Mi passò una mano sotto fino al clitoride e cominciò a sfregarmi allo stesso ritmo con cui mi scopava. Durai poco. Venni la prima volta senza preavviso, senza potermi trattenere, con la fronte appoggiata all’avambraccio e i denti serrati, stringendogli il cazzo in spasmi che lui sentì perfettamente. Se ne accorse da come mi irrigidii e accelerò, sempre più in profondità, sempre più forte, finché venni una seconda volta, tremando contro il piano, con le ginocchia sul punto di cedere e un grido soffocato bloccato in gola. Mi colava tra le cosce. Sentii le gambe bagnate fino alle ginocchia.

—Non abbiamo ancora finito — mi disse all’orecchio, mordendomi il lobo.

Poi mi girò di nuovo, mi sollevò per la vita come se non pesassi nulla e mi sedette sul piano. Mi aprì le gambe, si mise tra di esse e rientrò, questa volta guardandomi negli occhi. Mi riempì piano, centimetro dopo centimetro, senza smettere di guardarmi, finché non lo ebbi sepolto fino in fondo. Avevo la bocca aperta e non mi usciva aria.

—Vedi? Così — disse a bassa voce.

Così fu diverso. Più lento, più intenso, più difficile da sopportare. Ogni volta che usciva quasi del tutto e poi rientrava fino in fondo, sentivo che mi toccava qualcosa dentro che nessun ragazzo della mia età mi aveva mai toccato. Mi baciò in bocca mentre si muoveva, senza fretta, mordendomi le labbra, succhiandomi la lingua, respirandomi dentro, come se avessimo tutta la notte e nessuno dei due avesse nessun altro posto al mondo dove andare. Aveva le mani sui miei fianchi, tirandomi contro di lui a ogni spinta, e io le mie sulle sue spalle, sentendo ogni muscolo lavorare sotto la pelle scura e sudata. Si chinò a succhiarmi un capezzolo senza smettere di muoversi dentro, e quella combinazione mi fece venire di nuovo, questa volta più in silenzio, con la bocca aperta contro la sua spalla e le unghie conficcate nella sua schiena.

—Un’altra — mormorò lui, senza togliermelo—. Dammi un’altra.

Mi afferrò per i fianchi, mi tirò verso il bordo del piano e cambiò angolazione. Cominciò a scoparmi più veloce, più a fondo, con le vene del collo in rilievo, guardando le tette sussultarmi a ogni colpo. Gli afferrai il viso con entrambe le mani e lo baciai, sporca, con la lingua, gemendogli in bocca. Venni di nuovo, tremando tutta, e questa volta sì che gridai, piano piano, contro la sua bocca.

Quando fu vicino me lo disse all’orecchio, con voce molto bassa e roca. Gli dissi che non poteva venire dentro. Annui senza discutere, si tirò indietro con il cazzo lucido di me, lo afferrò con la mano e si diede due, tre colpi forti prima di venire sul mio ventre, getti grossi che mi scesero fin quasi tra le tette, con un suono trattenuto che sembrava contenere tutto quello che non aveva detto a parole. Rimase lì un momento con la mano ancora sul cazzo, respirando forte, guardandomi com’ero — spalancata con le gambe sul piano della cucina dei miei zii, con lo sperma che mi colava sull’ombelico — e qualcosa nel suo viso si rilassò per la prima volta in tutta la notte.

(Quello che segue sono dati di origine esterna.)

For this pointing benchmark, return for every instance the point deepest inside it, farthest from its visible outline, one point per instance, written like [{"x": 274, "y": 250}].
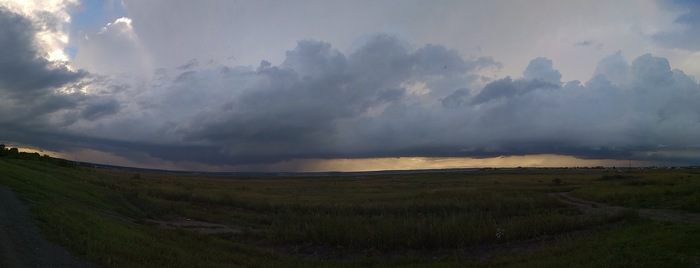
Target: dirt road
[
  {"x": 21, "y": 243},
  {"x": 590, "y": 207}
]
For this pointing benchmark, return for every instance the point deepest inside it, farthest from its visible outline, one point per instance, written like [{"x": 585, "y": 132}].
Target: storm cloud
[{"x": 382, "y": 97}]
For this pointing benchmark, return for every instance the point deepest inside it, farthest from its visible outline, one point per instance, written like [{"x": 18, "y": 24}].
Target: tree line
[{"x": 14, "y": 153}]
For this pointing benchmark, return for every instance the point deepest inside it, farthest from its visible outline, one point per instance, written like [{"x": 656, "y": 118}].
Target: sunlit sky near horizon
[{"x": 226, "y": 85}]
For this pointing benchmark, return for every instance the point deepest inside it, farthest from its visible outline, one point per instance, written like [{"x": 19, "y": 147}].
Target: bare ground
[
  {"x": 21, "y": 243},
  {"x": 589, "y": 208}
]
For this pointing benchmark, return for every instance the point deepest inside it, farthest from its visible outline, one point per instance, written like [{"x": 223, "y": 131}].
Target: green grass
[{"x": 421, "y": 220}]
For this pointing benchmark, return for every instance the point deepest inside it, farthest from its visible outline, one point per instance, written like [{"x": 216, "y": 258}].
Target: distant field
[{"x": 475, "y": 218}]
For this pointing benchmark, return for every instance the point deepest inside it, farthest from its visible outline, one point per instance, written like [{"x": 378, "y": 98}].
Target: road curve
[{"x": 21, "y": 243}]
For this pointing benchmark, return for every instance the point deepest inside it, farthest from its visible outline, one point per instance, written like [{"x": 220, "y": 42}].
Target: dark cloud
[
  {"x": 23, "y": 71},
  {"x": 688, "y": 36},
  {"x": 507, "y": 88},
  {"x": 382, "y": 99}
]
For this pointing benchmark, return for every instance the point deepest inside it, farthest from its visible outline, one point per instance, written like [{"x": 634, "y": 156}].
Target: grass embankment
[{"x": 430, "y": 219}]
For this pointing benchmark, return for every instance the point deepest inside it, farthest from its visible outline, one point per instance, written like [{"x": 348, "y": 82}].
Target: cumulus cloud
[
  {"x": 383, "y": 98},
  {"x": 116, "y": 48},
  {"x": 687, "y": 36}
]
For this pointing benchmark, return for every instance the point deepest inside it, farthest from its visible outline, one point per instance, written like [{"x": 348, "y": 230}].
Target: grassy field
[{"x": 452, "y": 219}]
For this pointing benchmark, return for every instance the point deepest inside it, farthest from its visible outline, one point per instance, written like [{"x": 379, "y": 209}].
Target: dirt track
[
  {"x": 21, "y": 243},
  {"x": 590, "y": 207}
]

Poi tacque per un momento. Trovò uno straccio pulito vicino al lavello e mi ripulì con cura, senza dire nulla, passando il panno lentamente sulla pelle, all’interno delle cosce, su tutto quello che aveva lasciato. Poi si risistemò i vestiti con la stessa calma con cui faceva assolutamente tutto.

—Dormi — mi disse.

E andò nel corridoio ad accendersi un’altra sigaretta.

***

Rimasi al ranch altri tre giorni. Non parlavamo più di quello che era successo. Ci incrociavamo a colazione, a cena, nei corridoi stretti della casa dei miei zii. Lui sempre uguale: parco, tranquillo, con quel modo di guardare che diceva molto senza bisogno di aprire bocca. La mia famiglia non notò nulla, o se notò qualcosa, non disse niente.

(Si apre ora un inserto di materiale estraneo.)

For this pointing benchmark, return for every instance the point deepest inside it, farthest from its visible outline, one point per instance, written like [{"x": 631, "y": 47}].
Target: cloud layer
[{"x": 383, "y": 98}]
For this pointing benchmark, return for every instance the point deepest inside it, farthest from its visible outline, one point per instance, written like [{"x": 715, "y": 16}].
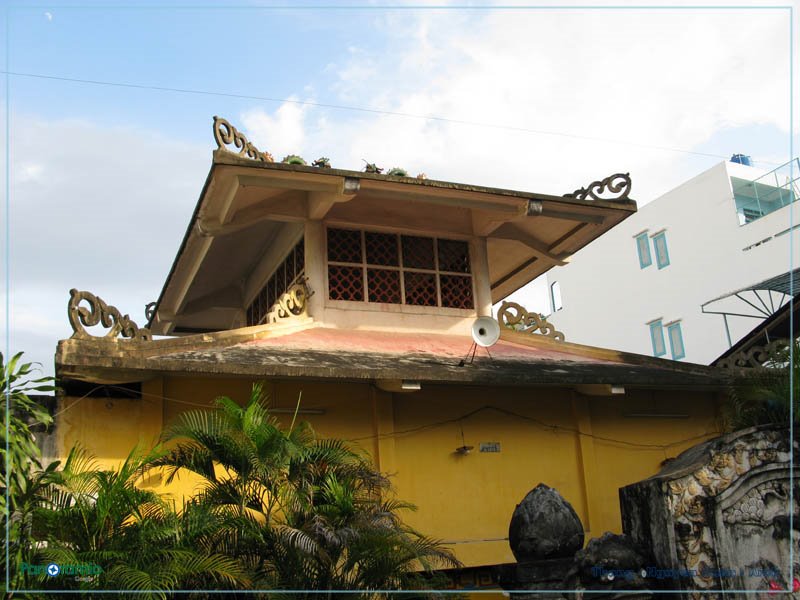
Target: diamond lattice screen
[
  {"x": 456, "y": 291},
  {"x": 345, "y": 283}
]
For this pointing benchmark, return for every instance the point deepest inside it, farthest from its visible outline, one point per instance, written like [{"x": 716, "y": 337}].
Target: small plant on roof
[
  {"x": 372, "y": 168},
  {"x": 293, "y": 159}
]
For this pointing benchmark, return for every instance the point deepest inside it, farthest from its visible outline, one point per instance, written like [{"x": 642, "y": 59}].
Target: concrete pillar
[
  {"x": 315, "y": 268},
  {"x": 480, "y": 274}
]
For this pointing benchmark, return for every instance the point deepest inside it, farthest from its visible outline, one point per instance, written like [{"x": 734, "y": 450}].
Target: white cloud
[
  {"x": 282, "y": 133},
  {"x": 96, "y": 208},
  {"x": 645, "y": 79}
]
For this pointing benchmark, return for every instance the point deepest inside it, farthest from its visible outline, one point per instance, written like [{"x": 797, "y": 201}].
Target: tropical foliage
[
  {"x": 21, "y": 479},
  {"x": 301, "y": 513},
  {"x": 763, "y": 395},
  {"x": 278, "y": 509}
]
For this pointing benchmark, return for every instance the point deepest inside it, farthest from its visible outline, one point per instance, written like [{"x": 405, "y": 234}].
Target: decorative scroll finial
[
  {"x": 100, "y": 313},
  {"x": 513, "y": 315},
  {"x": 150, "y": 311},
  {"x": 618, "y": 184},
  {"x": 292, "y": 303},
  {"x": 225, "y": 133},
  {"x": 754, "y": 357},
  {"x": 372, "y": 167}
]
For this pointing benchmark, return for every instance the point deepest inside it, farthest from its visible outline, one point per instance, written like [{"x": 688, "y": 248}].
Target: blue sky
[{"x": 103, "y": 178}]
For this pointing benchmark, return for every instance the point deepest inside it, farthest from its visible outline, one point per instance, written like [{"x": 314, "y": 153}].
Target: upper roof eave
[{"x": 222, "y": 158}]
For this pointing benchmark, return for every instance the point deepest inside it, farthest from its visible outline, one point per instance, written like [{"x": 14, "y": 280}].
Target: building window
[
  {"x": 657, "y": 338},
  {"x": 660, "y": 246},
  {"x": 643, "y": 249},
  {"x": 289, "y": 272},
  {"x": 555, "y": 296},
  {"x": 389, "y": 268},
  {"x": 675, "y": 340}
]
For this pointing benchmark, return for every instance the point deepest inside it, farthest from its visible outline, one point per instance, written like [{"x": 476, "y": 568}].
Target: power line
[
  {"x": 542, "y": 424},
  {"x": 356, "y": 109}
]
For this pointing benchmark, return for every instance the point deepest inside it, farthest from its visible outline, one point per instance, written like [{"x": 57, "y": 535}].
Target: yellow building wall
[{"x": 585, "y": 447}]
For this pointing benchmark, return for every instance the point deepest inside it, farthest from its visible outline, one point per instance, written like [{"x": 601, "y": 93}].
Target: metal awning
[
  {"x": 787, "y": 283},
  {"x": 759, "y": 300}
]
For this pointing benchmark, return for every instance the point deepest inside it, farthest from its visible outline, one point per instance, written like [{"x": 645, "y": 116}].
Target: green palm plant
[
  {"x": 302, "y": 513},
  {"x": 103, "y": 517},
  {"x": 21, "y": 480},
  {"x": 769, "y": 394}
]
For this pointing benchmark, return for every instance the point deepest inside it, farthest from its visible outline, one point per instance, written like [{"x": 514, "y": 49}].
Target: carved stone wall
[{"x": 717, "y": 517}]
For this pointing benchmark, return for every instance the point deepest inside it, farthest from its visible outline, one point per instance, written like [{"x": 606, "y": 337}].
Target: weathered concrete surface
[{"x": 716, "y": 518}]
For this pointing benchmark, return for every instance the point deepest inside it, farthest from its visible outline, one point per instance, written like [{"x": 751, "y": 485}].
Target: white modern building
[{"x": 691, "y": 272}]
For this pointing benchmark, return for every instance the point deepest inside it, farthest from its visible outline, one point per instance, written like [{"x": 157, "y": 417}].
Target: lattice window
[
  {"x": 453, "y": 256},
  {"x": 287, "y": 273},
  {"x": 344, "y": 245},
  {"x": 456, "y": 291},
  {"x": 345, "y": 283},
  {"x": 399, "y": 269},
  {"x": 383, "y": 286},
  {"x": 420, "y": 288},
  {"x": 418, "y": 252},
  {"x": 382, "y": 249}
]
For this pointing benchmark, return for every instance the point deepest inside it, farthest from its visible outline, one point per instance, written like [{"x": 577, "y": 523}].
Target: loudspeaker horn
[{"x": 485, "y": 331}]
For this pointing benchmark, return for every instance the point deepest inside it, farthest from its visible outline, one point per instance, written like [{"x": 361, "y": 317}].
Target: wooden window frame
[{"x": 401, "y": 268}]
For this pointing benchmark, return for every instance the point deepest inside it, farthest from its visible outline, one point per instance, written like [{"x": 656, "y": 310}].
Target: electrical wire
[
  {"x": 542, "y": 424},
  {"x": 362, "y": 109},
  {"x": 66, "y": 408}
]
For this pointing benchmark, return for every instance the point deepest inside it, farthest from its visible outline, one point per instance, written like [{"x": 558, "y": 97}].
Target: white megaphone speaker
[{"x": 485, "y": 331}]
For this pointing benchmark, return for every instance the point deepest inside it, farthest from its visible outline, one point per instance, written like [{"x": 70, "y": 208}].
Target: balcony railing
[{"x": 768, "y": 193}]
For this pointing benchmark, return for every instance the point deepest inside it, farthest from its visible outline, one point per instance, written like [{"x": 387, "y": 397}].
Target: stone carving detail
[
  {"x": 292, "y": 303},
  {"x": 750, "y": 508},
  {"x": 619, "y": 185},
  {"x": 515, "y": 316},
  {"x": 544, "y": 526},
  {"x": 100, "y": 313},
  {"x": 688, "y": 498},
  {"x": 754, "y": 357},
  {"x": 225, "y": 134}
]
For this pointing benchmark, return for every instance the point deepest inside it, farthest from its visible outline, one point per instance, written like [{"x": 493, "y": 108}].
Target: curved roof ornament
[
  {"x": 619, "y": 185},
  {"x": 226, "y": 134},
  {"x": 100, "y": 313}
]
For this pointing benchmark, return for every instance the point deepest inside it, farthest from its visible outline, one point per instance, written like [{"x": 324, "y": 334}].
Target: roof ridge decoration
[
  {"x": 618, "y": 184},
  {"x": 514, "y": 316},
  {"x": 754, "y": 357},
  {"x": 291, "y": 304},
  {"x": 101, "y": 313},
  {"x": 226, "y": 134}
]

La mattina in cui partii, caricò la mia valigia in macchina senza che nessuno glielo chiedesse. Mi diede la mano per salutarmi, come la prima notte: ferma, callosa, un secondo di troppo.

Non ci scambiammo numeri. Non feci nessun gesto teatrale. Salii in macchina, chiusi lo sportello e non guardai nello specchietto retrovisore quando uscimmo dal ranch.

Ma ci vollero settimane per togliermi dalla memoria l’odore di tabacco e di campagna. E mesi per smettere di confrontare tutti con lui.